Friday, July 13, 2012

Personal Infringement

Manager: "S is going to be my agent for when I publish my book."

Me: "Your bartending book?"

Manager: "Yeah. She's going to be my agent. She's going to organize my book signings and tell me where to go and everything."

Me: "It's....not that simple...."

Ever have those moments when you just want to reach over the bar, grab somebody by the front of the shirt, and say, "That's my dream, back the hell off!"? I understand that more than one person can dream - and dream big - but, it just makes a knot in the middle of my chest because being an author is something that I've wanted since I was six. It's not on my bucket list. It is, but not because it would be cool to do, but because it's something that I've been working toward for years. If you take that initial dream of a six-year-old and come up through to twenty-two, that's a lot of time spent reading, writing, and thinking of how damn cool it would be to see my book and my name on a shelf at Waldenbooks.

Which, I'm pretty sure I just dated myself gloriously.

I've spent nearly eight years working on one manuscript - that's almost finished - and over the past two and a half years, I've finished two others.
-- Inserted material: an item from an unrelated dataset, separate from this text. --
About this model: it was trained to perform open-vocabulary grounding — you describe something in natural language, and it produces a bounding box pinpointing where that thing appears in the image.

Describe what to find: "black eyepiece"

I'm on page 197 of 362 in terms of editing and retyping Sage, and the sheer amount of work and heart put into finishing one novel, let alone two, makes this much, much more than a simple bucket list endeavor.

This could be quite petty of me. Jealously is not a good look on anybody, but I can't help but think, in the ensuing conversation earlier, that some people just don't get it. She wants to write her book in her spare time, well, fantastic. But it takes work. And then it takes querying.

I did feel slightly bad because the smile kind of faded when I went into how much work it is to query and then try to get an agent, and that the agent is responsible for dealing with publishers, and, oh, yeah, agents are kind of picky and will only take a small percentage of new writers.

That was probably petty. But it's the truth. I've got a stack of rejection letters to prove it.

I guess what bugs me the most is the natural assumption that it's easy. That once you've written the book, agents and publishers will fall all over you to take it and print it. But that's not the way it works. Her thinking that it's easy, that it'll be a great way to make millions, just sort of cheapens it.

And that is something I have a problem with.

In any event, I'll wish her good luck, periodically ask how the writing's coming, and hope that one day maybe the pair of us are in the same bookstore, looking at our work on the shelf.  
"The difference between life and the movies is that a script has to make sense, and life doesn't."